Enhanced Items
The ability to plunder enhanced items from the hoards of conquered pirates, or discover them in long-lost Sith tombs is an experience players expect. Such items grant capabilities a character could rarely have otherwise, or they complement their owner's capabilities in wondrous ways.
Rarity
Each enhanced item has a rarity: standard, premium, prototype, advanced, legendary, or artifact. Standard enhanced items are the most plentiful. Consequently, higher rarity items are more scarce. The game assumes that the secrets of creating the most powerful items arose centuries ago and were then gradually lost as a result of wars or mishaps. Even premium items can't be easily created. Thus, many enhanced items are unique and well-preserved relics.
Rarity provides a rough measure of an item's power relative to other enhanced items. Each rarity corresponds to a character level, as shown below in the Enhanced Item Rarity and Identification table. A character doesn't typically find a prototype enhanced item, for instance, until 5th-level or later. That said, rarity shouldn't get in the way of your campaign's story. If you want the darksaber to fall into the hands of 1st-level character, so be it. No doubt a great story will arise from that event.
Enhanced Item Rarity and Identification
| Rarity | Character Level | Identification DC |
|---|---|---|
| Standard | 1st or higher | 10 |
| Premium | 1st or higher | 14 |
| Prototype | 5th or higher | 18 |
| Advanced | 9th or higher | 22 |
| Legendary | 13th or higher | 26 |
| Artifact | 17th or higher | 30 |
If your campaign allows for trade in enhanced items, rarity can also help you set prices for them. As the GM, you determine the value of an individual enhanced item based on its rarity. Suggested values are provided in the Enhanced Item Rarity table. The value of a consumable, such as a medpac or stimpac, is typically half the value of a permanent item of the same rarity.
Identifying Enhanced Items
Some enhanced items have properties not readily distinguishable to the naked eye. Identifying such an item requires use of the analyze or telemetry power, or inspection with the appropriate tools.
If a player is proficient in the appropriate type of tools, as shown in the Tools by Item table on page ___, they can make a check with the tools to identify the properties of an enhanced item over the course of a short rest. To use this benefit, they must have the tools, and the enhanced item must be within reach. The DC is found above in the Enhanced Item Rarity and Identification table.
Variant: Simpler Identification
If you prefer enhanced items to be more readily identifiable, you can allow characters to identify enhanced items through experimentation. Over the course of a short rest, a character can focus on one enhanced item while being in physical contact with it. At the end of the short rest, the character learns the item's properties, as well as how to use them.
Attunement
Some enhanced items require a creature to form a bond with them before their enhanced properties can be used. This bond is called attunement, and certain items have a prerequisite for it. If the prerequisite is a class, a creature must be a member of that class to attune to the item.
Without becoming attuned to an item that requires attunement, a creature gains only its unenhanced benefits. For example, an enhanced heavy shield that requires attunement provides the benefits of a normal heavy shield to a creature not attuned to it, but none of its enhanced properties.
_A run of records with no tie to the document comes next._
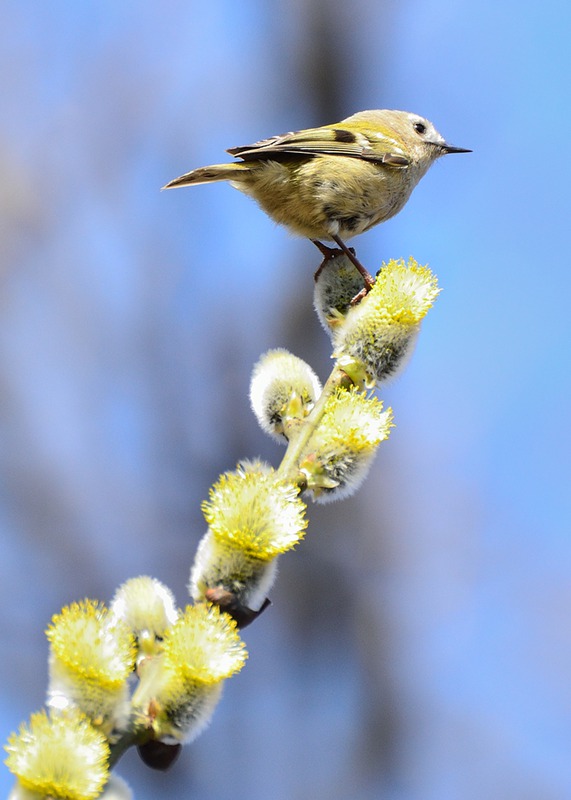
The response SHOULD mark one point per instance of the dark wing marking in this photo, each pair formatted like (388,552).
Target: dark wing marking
(323,141)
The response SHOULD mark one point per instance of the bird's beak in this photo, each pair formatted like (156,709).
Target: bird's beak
(447,148)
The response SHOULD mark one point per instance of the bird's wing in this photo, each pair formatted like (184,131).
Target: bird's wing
(334,141)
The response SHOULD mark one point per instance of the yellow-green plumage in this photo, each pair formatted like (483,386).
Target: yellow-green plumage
(336,181)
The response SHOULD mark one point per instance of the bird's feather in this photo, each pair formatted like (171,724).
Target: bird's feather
(332,141)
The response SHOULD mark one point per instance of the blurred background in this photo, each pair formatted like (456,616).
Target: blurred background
(418,646)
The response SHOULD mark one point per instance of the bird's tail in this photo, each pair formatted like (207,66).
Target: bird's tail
(216,172)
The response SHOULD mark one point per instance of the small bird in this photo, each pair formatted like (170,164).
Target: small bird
(336,181)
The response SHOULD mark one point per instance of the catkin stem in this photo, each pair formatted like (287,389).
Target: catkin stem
(289,467)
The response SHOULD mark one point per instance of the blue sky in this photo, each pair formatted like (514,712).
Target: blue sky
(131,320)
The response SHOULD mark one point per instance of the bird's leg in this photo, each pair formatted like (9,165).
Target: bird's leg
(367,277)
(327,253)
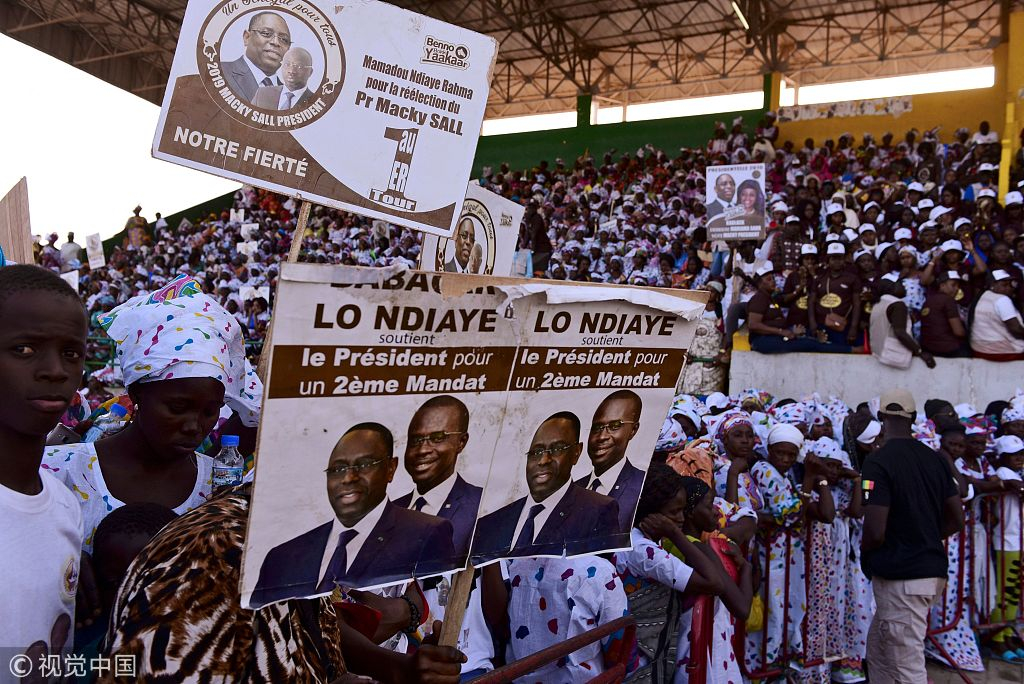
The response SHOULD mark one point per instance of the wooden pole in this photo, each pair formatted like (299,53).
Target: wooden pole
(462,583)
(293,256)
(15,229)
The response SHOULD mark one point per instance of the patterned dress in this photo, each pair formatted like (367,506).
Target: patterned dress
(78,467)
(555,599)
(954,636)
(178,613)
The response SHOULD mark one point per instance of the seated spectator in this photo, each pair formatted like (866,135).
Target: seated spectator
(996,331)
(942,330)
(892,342)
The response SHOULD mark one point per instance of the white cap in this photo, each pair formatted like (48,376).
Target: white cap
(1009,444)
(869,433)
(717,400)
(783,433)
(966,411)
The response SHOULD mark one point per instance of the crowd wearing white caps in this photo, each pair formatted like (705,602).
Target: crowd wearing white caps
(812,553)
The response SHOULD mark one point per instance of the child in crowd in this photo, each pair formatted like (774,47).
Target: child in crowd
(656,583)
(1007,643)
(706,652)
(42,353)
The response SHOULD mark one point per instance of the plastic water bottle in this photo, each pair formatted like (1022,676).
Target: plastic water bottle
(227,465)
(109,423)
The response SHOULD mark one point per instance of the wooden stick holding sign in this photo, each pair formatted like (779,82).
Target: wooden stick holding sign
(293,255)
(455,611)
(15,229)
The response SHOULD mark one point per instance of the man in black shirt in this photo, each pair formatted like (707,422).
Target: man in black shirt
(912,504)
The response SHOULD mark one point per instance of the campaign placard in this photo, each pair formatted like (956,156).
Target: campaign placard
(351,103)
(484,239)
(735,202)
(404,409)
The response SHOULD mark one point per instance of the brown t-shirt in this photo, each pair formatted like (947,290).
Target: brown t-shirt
(797,314)
(936,333)
(835,295)
(771,313)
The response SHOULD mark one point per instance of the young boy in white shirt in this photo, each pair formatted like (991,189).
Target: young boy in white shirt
(42,351)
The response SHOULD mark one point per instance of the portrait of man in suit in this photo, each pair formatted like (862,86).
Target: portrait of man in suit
(266,40)
(615,423)
(370,542)
(725,191)
(558,514)
(465,238)
(295,72)
(437,434)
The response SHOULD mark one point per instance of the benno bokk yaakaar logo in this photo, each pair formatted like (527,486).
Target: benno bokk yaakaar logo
(436,51)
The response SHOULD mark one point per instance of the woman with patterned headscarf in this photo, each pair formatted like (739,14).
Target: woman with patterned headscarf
(709,654)
(182,357)
(780,546)
(736,440)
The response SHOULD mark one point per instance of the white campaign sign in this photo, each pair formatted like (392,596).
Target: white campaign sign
(484,240)
(351,103)
(94,250)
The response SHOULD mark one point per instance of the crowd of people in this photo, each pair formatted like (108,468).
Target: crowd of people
(897,247)
(771,533)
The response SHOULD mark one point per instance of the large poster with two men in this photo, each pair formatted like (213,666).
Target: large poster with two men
(409,430)
(355,104)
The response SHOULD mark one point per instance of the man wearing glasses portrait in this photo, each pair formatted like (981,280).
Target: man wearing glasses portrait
(371,541)
(437,434)
(558,515)
(615,423)
(465,239)
(266,41)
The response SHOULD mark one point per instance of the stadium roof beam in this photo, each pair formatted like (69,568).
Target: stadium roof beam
(551,50)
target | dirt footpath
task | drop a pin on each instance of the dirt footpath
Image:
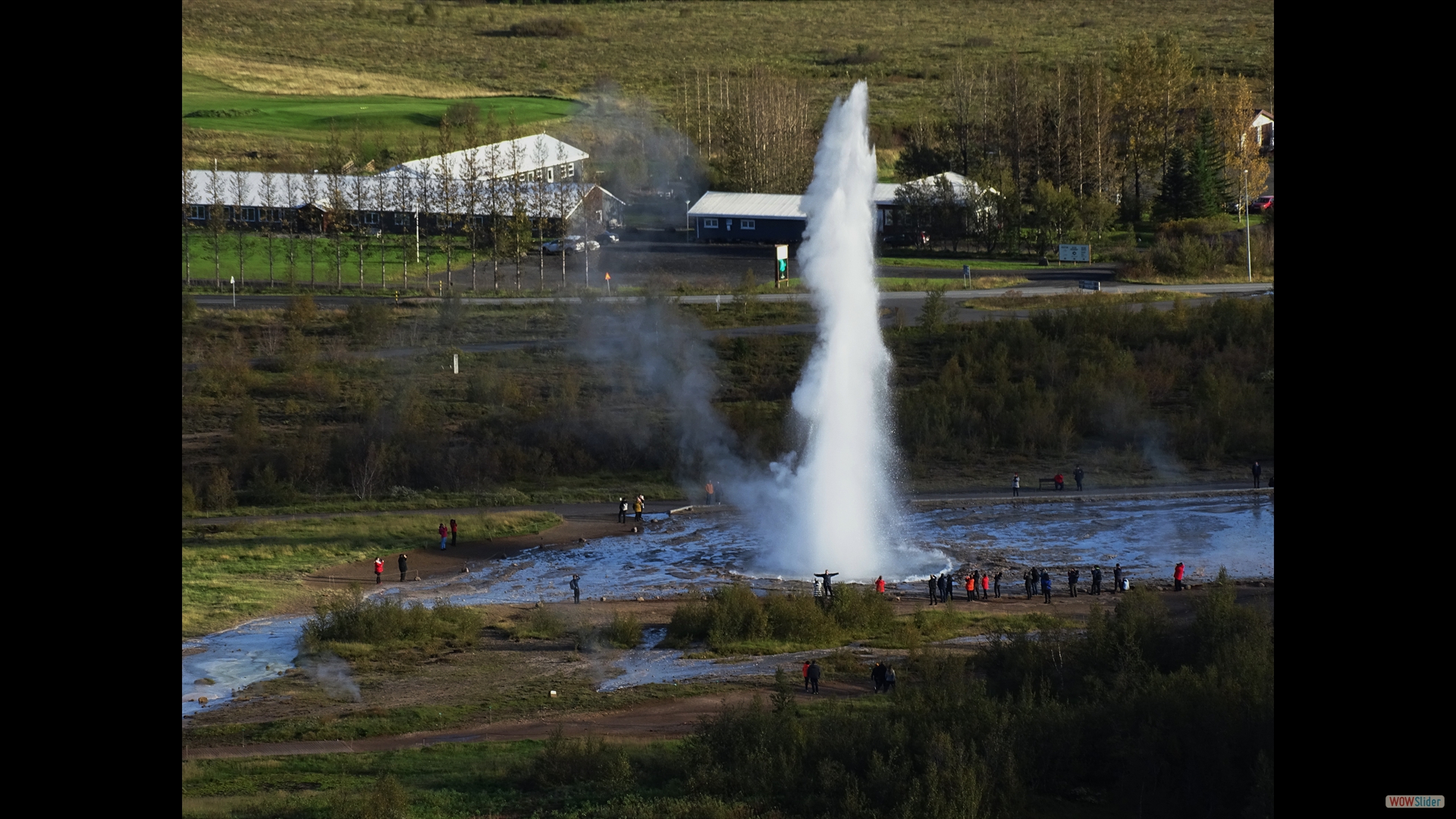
(669, 719)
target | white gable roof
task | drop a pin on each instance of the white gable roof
(752, 206)
(511, 156)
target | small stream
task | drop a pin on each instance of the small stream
(695, 553)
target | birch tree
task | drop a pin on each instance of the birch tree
(239, 191)
(188, 200)
(218, 219)
(268, 187)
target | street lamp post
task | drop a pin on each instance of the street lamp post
(1248, 246)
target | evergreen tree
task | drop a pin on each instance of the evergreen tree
(1206, 187)
(1175, 199)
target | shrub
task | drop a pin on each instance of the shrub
(367, 321)
(549, 27)
(541, 624)
(623, 632)
(691, 621)
(1187, 257)
(799, 618)
(347, 617)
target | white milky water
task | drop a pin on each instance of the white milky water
(842, 500)
(698, 553)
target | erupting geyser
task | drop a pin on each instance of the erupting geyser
(845, 506)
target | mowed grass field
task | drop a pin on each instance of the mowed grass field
(653, 49)
(309, 118)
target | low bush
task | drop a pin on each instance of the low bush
(549, 27)
(541, 624)
(625, 632)
(347, 617)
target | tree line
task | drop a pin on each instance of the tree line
(331, 221)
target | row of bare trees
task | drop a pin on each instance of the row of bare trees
(495, 202)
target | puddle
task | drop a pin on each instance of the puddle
(698, 553)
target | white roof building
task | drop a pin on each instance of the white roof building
(544, 158)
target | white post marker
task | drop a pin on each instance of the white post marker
(1248, 246)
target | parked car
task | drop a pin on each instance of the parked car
(570, 243)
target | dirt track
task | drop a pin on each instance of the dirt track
(667, 719)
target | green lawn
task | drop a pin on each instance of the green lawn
(246, 570)
(308, 118)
Attuning to an item requires a creature to spend an uninterrupted short rest focused on only that item while being in physical contact with it. This focus can take the form of weapon practice, meditation, or some other appropriate activity. At the end of the short rest, the creature gains an intuitive understanding of how to activate any enhanced properties of the item, including any necessary command words.
An item can be attuned to only one creature at a time, and a creature can be attuned to a maximum number of items equal to their proficiency bonus; any attempt to attune to an additional item fails. Standard, premium, and prototype items cost one attunement slot, while advanced, legendary and artifact cost two.
A creature's attunement to an item ends if the creature no longer satisfies the prerequisites for attunement, if the item has been more than 100 feet away for at least 24 hours, if the creature dies, or if another creature attunes to the item. A creature can also voluntarily end attunement by spending another short rest with the item, unless the item is cursed.
Variant: Simpler Attunement
If you prefer a simpler method, you can instead allow your characters to have a total of three attunement slots. If you do so, enhanced items should only take one attunement slot, regardless of rarity.
Cursed Items
Some enhanced items bear curses that bedevil their users, sometimes long after a user has stopped using an item. An enhanced item's description specifies whether the item is cursed. Most methods of identifying items, such as the analyze tech power, fail to reveal such a curse, although lore might hint at it. A curse should be a surprise to the item's user when the curse's effects are revealed.
Attunement to a cursed item can't be ended voluntarily unless the curse is broken first.